异构集群分布式训练的截止日期感知在线作业调度

训练数据和模型规模的爆炸式增长刺激了分布式深度学习（DL）在异构计算集群中的应用。在这样的异构环境中，有效地安排分布式培训工作，同时确保它们满足用户指定的最后期限仍然是一个关键的挑战。虽然现有的大多数工作都集中在减少同构集群中的作业完成时间，但他们很少关注异构集群中的作业完成时间。为了解决这个问题，我们提出了Dancer（有效资源利用的截止日期感知动态GPU分配方法），这是一个新颖的框架，在整个训练生命周期中，不仅动态调整分配给每个作业的GPU的数量，而且动态调整GPU的类型。Dancer的目标是在异构GPU集群中最大限度地满足其截止日期的作业数量。它将工作分配与资源分配解耦，并将最大限度地满足限期作业数量的调度优化问题表述为整数线性规划（ILP）问题。为了实时解决这一ILP问题，我们提出了一种利用原始对偶和动态规划技术的具有竞争比率保证的在线算法。
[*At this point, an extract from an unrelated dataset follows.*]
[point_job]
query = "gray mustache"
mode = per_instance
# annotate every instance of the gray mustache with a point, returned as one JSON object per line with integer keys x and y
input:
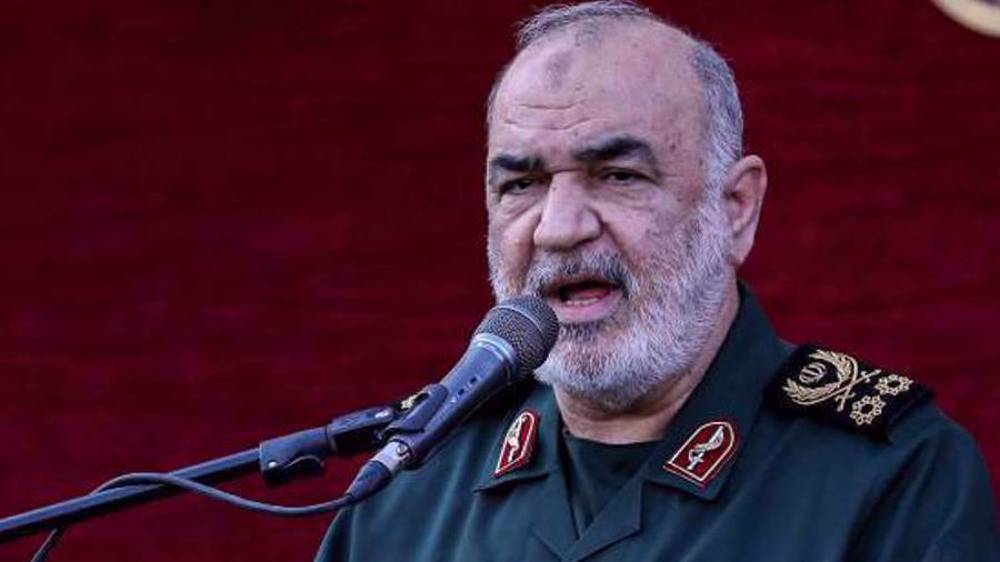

基于真实深度学习工作负载的大量跟踪驱动模拟表明，Dancer明显优于最先进的方法，将截止日期满意率提高到58.9%-74.2%。

本文章由计算机程序翻译，如有差异，请以英文原文为准。

求助全文

约1分钟内获得全文求助全文

来源期刊

IEEE Transactions on Cloud Computing Computer Science-Software

CiteScore

9.40

自引率

6.20%

发文量

167

期刊介绍： The IEEE Transactions on Cloud Computing (TCC) is dedicated to the multidisciplinary field of cloud computing. It is committed to the publication of articles that present innovative research ideas, application results, and case studies in cloud computing, focusing on key technical issues related to theory, algorithms, systems, applications, and performance.